In Brussels, the Commission, or EU executive, confirmed the telephone call but underlined that the quarrel between Britain and Spain would best be sorted between the two European Union nations.
A row has broken out between London and Madrid over the British outpost after Spain introduced stringent border checks which have led to waits of up to five hours for motorists trying to enter the British-held territory.
Gibraltar has accused Madrid of imposing the checks in retaliation for its decision to drop concrete blocks into the sea to create a reef for fish at the mouth of the Mediterranean.
A Downing Street spokesman said that in his call Cameron complained that the border checks are "politically motivated and disproportionate" and called for the European Commission to send a monitoring team to the border "urgently" to collate evidence.

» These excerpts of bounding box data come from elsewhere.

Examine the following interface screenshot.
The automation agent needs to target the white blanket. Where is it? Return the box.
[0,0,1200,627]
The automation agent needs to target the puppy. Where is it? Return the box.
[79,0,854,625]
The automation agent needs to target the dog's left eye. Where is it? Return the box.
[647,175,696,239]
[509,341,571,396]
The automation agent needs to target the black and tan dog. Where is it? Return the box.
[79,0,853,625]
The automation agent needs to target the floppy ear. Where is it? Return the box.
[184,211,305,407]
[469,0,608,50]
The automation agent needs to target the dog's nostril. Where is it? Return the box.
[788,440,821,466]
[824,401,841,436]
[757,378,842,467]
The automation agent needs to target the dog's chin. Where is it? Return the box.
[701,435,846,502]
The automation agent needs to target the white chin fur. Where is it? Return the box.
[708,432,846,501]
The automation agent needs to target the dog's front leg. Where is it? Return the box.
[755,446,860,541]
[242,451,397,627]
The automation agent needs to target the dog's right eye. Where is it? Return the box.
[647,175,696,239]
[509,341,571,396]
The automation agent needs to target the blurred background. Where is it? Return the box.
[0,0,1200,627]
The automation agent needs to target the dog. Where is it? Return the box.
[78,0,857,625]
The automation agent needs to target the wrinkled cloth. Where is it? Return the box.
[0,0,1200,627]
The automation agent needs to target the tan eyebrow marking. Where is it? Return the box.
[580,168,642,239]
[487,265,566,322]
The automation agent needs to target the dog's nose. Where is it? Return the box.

The EU has said it will send observers to Gibraltar in September, but Cameron said they should be sent now.
A statement issued in Brussels said that "President Barroso explained that the Commission is continuously monitoring the situation and will do what is in its competence to ensure respect of EU law."
It added: "President Barroso also expects that this matter is addressed between the two countries concerned in a way that is in line with their common membership in the EU."
The Downing Street spokesman said Cameron called Barroso "to raise serious concerns that additional border checks introduced by the Spanish at the Spain-Gibraltar border are politically motivated and disproportionate, and therefore contrary to the EU right of free movement.
"The PM made clear that we would prefer to resolve this issue through political dialogue. Consequently, both the PM and the Foreign Secretary (William Hague) had called their Spanish counterparts to try to find a way to de-escalate the issue."
Cameron told Barroso that Britain had also proposed "ad-hoc talks" involving the government of Gibraltar to find a solution. Britain had announced that it was considering legal action against Spain over the border checks.
The British government is now "collating evidence on the sporadic nature of these measures which would prove that they are illegitimate," Cameron's spokesman said.
"We believe that the European Commission, as guardian of the treaties, should investigate the issue and the PM called on President Barroso to send an EU monitoring team to the Gibraltar-Spain border urgently to gather evidence of the checks that are being carried out," he added.
Deputy Prime Minister Nick Clegg was to call his Spanish counterpart Soraya Saenz de Santamaria later to reiterate Britain's concerns.
A British naval frigate is due to dock in Gibraltar before taking part in a naval exercise in the Mediterranean which London insists was planned long before the latest row broke out.